What to do if an eel gets ill
A moray eel can be vicious. It has two sets of teeth and no hesitation about using them on people if it feels threatened. So what if one of those 6-foot-long serpent-like creatures were in pain with what might be a slipped disc?
Not the ideal patient, in other words. This is where an aquarium veterinarian earns his stripes.
One of these eels, a thick snakelike fish, has been a fixture at the South Carolina Aquarium since its opening but recently started lolling in the display tank with his head leaning over to the left. The posture was strange, but not all that unusual for a rubbery eel. Staffers couldn't be sure at first whether it had quit eating, because an eel can go weeks between meals.

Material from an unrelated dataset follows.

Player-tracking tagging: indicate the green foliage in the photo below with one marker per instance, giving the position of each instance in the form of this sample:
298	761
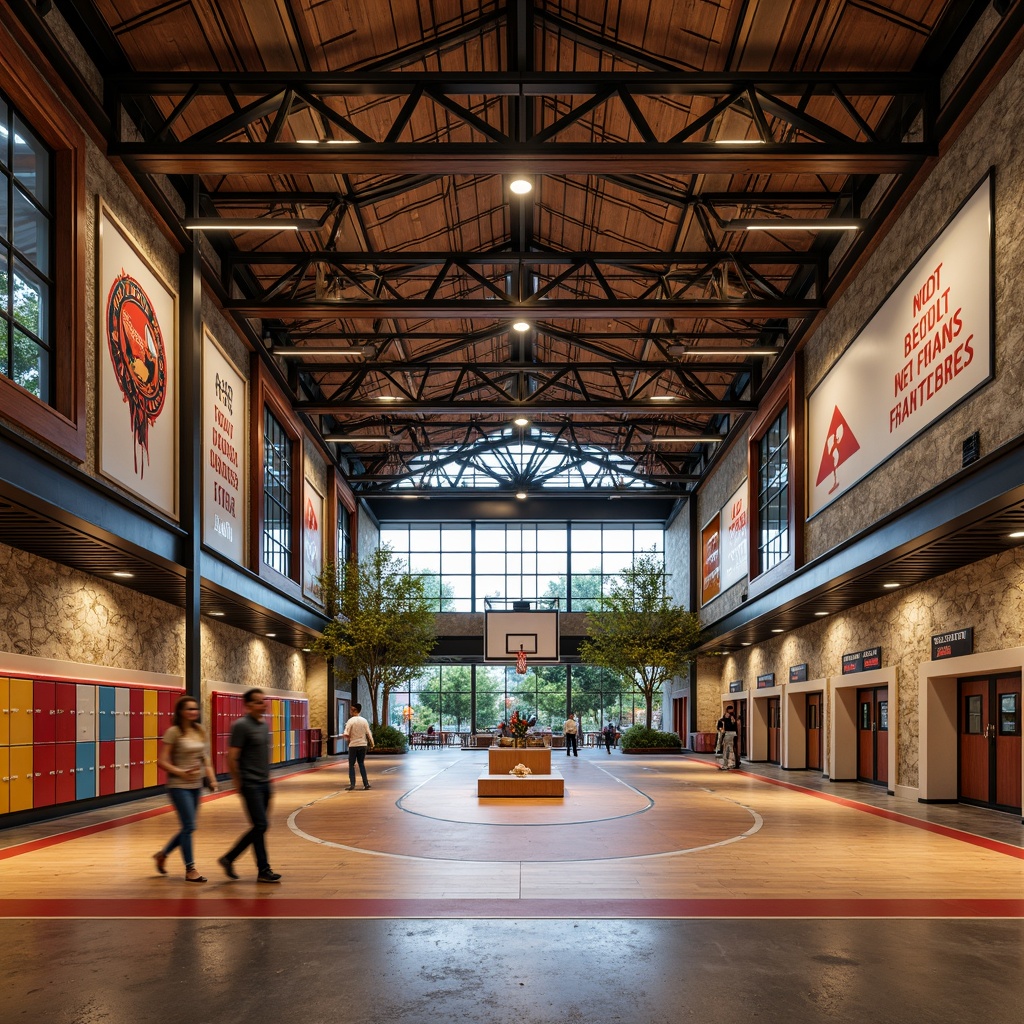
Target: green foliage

But they know their eel, and it just wasn't acting right.
Shane Boylan, the aquarium veterinarian, and Jason Cassell, the marine biologist who is the aquarium's designated eel handler, moved it to a "clinic" tank in a back room under huge plumbing pipes. Boylan drew blood for tests, but there's no established baseline of results to tell what's normal.
"They're not able to point where it hurts," he said with a wry grin.
Boylan and Cassell managed to ease the critter under an X-ray machine and sedate it so Boylan could get an image to diagnose. But the discs involved aren't much bigger than fingernails. The image suggested the vet was right about the slipped disc, but he couldn't be sure.
He started the standard treatment, anti-inflammatory drugs and "bed rest," placing the eel in a piece of plastic tubing in the tank.
"We try to get him to stay in the tube, but there's only so much you can tell a moray eel," Boylan said ruefully. When the eel didn't seem to be responding, as much as anyone could tell, the next step was a CT scan. We know what you're thinking -- a CT scan? For a 50-pound moray eel? Why not just put it out of its presumed misery? This eel, after all, is no spring chicken. It's 15 years or older, geriatric for the beasts.
A CT scan can cost anywhere from about $300 to several thousand dollars, depending whether the scan is full-body or a more exacting diagnostic scan, according comparecatscancost.com and other sources. Most veterinary scans are full-body, the least expensive sort.
But this eel is an original and an old familiar one. It was in the tank as a 3-footer when the aquarium opened in 2000. Sure it bites, but it's more like a nip without real effort, Boylan said. Cassell can stick his arms in the tank and work right next to the eel without it taking a nip at him.
"This is our eel. It's a good eel. We've had it a long time. This is what we like to do," Boylan said.
They lugged the eel to Charleston Veterinary Referral Center on a flatbed truck in a one-ton water tank with aeration pumps going. The scan was performed as a cooperative agreement between veterinarians, and the center had not determined its fee when asked earlier this week, the center's spokeswoman said.
The eel's scan confirmed the diagnosis: This old critter has a bad back. It might have simply smacked the wall wrong during a lunge for food, or might have just developed one of those cranky, old-age backs. The next step, though, would be a ticklish back surgery -- with no established protocol and no certain result. That's going too far for a geriatric eel.
The good news is earlier this week, when Boylan and Cassell carefully picked up the eel for its anti-inflammatory drug shot, it pulled its ugly head up straight and gave a few stabs at biting. Then it rocked its head to the right before settling back to the left.
"That's great. He's started to behave like a normal eel again," Boylan said. "If we can get him feeding on his own he can go back home." Home, of course, is the display tank.